A wild card is how a litigious society will respond when patients are denied care. In the absence of clear protocols, doctors and hospitals run the risk of legal challenges that could gum up the works. “We think the risk to physicians is low, but not zero, and not trivial,” says Glenn Cohen, a law professor and bioethics expert at Harvard Law School.
The act of taking a patient off a ventilator is, legally speaking, fraught. Criminal law generally doesn’t hold doctors responsible for not providing care if they don’t have the resources, but taking a patient off a ventilator without their consent is a different matter. “It looks on paper like homicide,” he says. “It doesn’t matter if the patient would have died anyway. Case law says that shortening a life even by a few hours could lead to charges of manslaughter or murder.”
In a crisis, Cohen doesn’t believe prosecutors would pursue such cases against doctors. But it would be up to the individual prosecutor. On the civil side, doctors could be sued for malpractice, but the risk that a jury would award damages is low, he says. If a doctor wanted to take a patient off a ventilator, there’s also the possibility that a patient’s family could seek an injunction from a judge, which would bring the whole process to a halt.
Although Federal statutes grant some immunities for health care workers, they’re not adequate, and of all the states only Maryland provides adequate protection. Cohen would like to see Congress pass a law that provides temporary protection for doctors for the duration of the COVID crisis. In the interim, he says, state district attorneys and attorneys general should write letters pledging not to prosecute doctors if they abide by protocols such as those developed in Pittsburgh. “If doctor is engaged in good-faith compliance with standards, they should be immune from prosecution,” he says.
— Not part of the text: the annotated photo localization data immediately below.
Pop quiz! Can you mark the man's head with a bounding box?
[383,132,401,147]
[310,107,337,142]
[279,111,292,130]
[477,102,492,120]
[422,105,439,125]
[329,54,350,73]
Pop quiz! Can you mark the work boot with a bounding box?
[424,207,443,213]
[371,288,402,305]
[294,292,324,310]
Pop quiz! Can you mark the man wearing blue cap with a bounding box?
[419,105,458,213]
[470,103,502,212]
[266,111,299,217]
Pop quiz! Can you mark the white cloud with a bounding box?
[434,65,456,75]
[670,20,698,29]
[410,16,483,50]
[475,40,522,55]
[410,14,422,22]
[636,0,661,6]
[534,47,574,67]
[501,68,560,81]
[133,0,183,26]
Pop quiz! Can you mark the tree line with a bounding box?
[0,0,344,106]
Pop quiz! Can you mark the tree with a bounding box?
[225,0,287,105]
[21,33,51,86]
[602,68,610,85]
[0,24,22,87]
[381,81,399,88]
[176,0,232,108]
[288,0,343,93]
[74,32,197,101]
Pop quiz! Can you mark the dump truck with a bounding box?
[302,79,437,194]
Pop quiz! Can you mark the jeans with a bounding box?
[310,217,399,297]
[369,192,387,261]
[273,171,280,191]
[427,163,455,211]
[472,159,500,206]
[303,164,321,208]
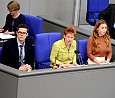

The crisis in critical care that U.S. hospitals are now dealing with reminds Truog of his experience in Haiti after the earthquake in 2010. He saw children with severe pneumonia, who needed ventilation. But hospitals didn’t have enough of the devices to go around, so doctors had to make difficult choices. “This was part of daily life for Haitians,” he recalls. “It seemed like a necessity. We felt we were doing the best we could.”
What he finds striking, in retrospect, is how ordinary rationing critical health care seemed in one of the poorest nations on earth. “I think it will be a lot harder for Americans.”